Savas Beatie, 2016, 504 pp., $32.95
Image courtesy of amazon.com
There has been some recent attention to the month leading up the Battle of Gettysburg; so many studies have been written about the battle itself that this is well needed attention. The Second Battle of Winchester is one such work which brings to light some of the details of the footsteps of the battle we all have read much about. It is the Second Battle of Winchester which allows the Confederate army to punch through to Gettysburg and Eric J. Wittenberg and Scott L. Mingus Sr. have done a great service to the Civil War realm by writing such a work.
Scott L. Mingus Sr. is a familiar name to many. His works span Flames Beyond Gettysburg: The Confederate Expedition to the Susquehanna River, June 1863 and Confederate General William “Extra Billy” Smith: From Virginia’s Statehouse to Gettysburg Scapegoat. His is a scientist and executive in the paper industry and has won the Nathan Bedford Forrest Southern History Award. Eric J. Wittenberg is an accomplished Civil War historian, mainly in the cavalry realm. He has written many articles in magazines and is also the author of The Devil’s to Pay: John Buford at Gettysburg, and Gettysburg’s Forgotten Cavalry Actions. He has won the Gettysburg Civil War Roundtable’s 2015 Book Award.
As I have found with most recent Civil War works, the opening chapter was one of the most rewarding for me as a reader. The authors took a great deal of time and effort to bring us seven months worth of information from December of 1862 to June of 1863. This part was invaluable. However, the book becomes more valuable to the Gettysburg reader as it goes on. By breaking up the action by days, the book gives a well written and understandable account of the battle and very even tempered on both sides. While reading through the account of the battle, any reader can understand that this was one of the key battles leading up to Gettysburg. Both Mingus’ and Wittenberg’s narrative shows a mastery of not only the information, but of their incredible style of the writing. Up until this point, I had no idea that the Second Battle of Winchester was as exhausting on the men as previously thought. One of the appendices also offers a driving tour, which many know I find invaluable to any book; other appendices also gives the order of battle and even surgeons and chaplains captured. These parts not only gave the book something more for the reader, but gave the all around picture needed to understand this engagement. Add in the well drawn maps and what we have is the most comprehensive book about the battle I have read.

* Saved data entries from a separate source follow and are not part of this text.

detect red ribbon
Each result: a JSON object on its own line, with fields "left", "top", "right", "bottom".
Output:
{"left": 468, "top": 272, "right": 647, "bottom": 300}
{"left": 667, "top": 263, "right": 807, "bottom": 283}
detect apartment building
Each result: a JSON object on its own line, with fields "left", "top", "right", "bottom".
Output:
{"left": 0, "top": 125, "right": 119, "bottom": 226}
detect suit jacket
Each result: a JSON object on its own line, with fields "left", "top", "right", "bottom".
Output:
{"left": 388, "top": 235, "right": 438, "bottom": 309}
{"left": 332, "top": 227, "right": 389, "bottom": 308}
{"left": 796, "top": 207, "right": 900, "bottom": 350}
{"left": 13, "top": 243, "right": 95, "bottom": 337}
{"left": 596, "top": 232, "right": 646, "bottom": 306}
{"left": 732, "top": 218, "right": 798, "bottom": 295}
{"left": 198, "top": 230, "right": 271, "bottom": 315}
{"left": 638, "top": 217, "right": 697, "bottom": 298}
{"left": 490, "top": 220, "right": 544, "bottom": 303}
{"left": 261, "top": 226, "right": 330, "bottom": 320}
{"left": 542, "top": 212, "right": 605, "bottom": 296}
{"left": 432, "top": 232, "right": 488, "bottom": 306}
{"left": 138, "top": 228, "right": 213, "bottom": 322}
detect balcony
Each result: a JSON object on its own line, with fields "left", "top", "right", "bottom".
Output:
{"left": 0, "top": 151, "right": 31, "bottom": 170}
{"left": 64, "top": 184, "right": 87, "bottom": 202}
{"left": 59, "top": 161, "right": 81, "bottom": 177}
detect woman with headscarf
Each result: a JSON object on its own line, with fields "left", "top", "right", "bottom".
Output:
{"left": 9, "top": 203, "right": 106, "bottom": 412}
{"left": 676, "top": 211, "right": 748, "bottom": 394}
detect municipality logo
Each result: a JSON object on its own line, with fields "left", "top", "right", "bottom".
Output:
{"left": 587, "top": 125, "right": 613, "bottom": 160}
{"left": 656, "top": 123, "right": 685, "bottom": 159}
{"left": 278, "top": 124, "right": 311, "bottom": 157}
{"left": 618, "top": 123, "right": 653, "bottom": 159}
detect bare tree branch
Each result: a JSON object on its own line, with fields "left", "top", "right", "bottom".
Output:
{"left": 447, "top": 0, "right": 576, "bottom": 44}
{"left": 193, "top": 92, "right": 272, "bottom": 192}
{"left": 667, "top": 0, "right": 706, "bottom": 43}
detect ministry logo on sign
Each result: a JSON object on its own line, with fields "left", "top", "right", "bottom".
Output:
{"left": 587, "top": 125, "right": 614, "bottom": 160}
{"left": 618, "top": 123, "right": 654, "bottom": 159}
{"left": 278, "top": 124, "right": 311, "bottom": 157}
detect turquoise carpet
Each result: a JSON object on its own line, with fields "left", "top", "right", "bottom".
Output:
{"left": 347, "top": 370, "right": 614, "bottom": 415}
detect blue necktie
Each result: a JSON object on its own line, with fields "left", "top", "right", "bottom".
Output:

I highly recommend this book to anyone interested in the Civil War. Usually I recommend books to certain Civil War audiences, but this one seems to capture something that would make any reader of the genre interested. I learned much from these pages and have a better idea of what happened on the roads to Gettysburg here. Both Mingus and Wittenberg are masters of the craft and should be applauded for the work they brought here to Civil War academia. Highly Recommended!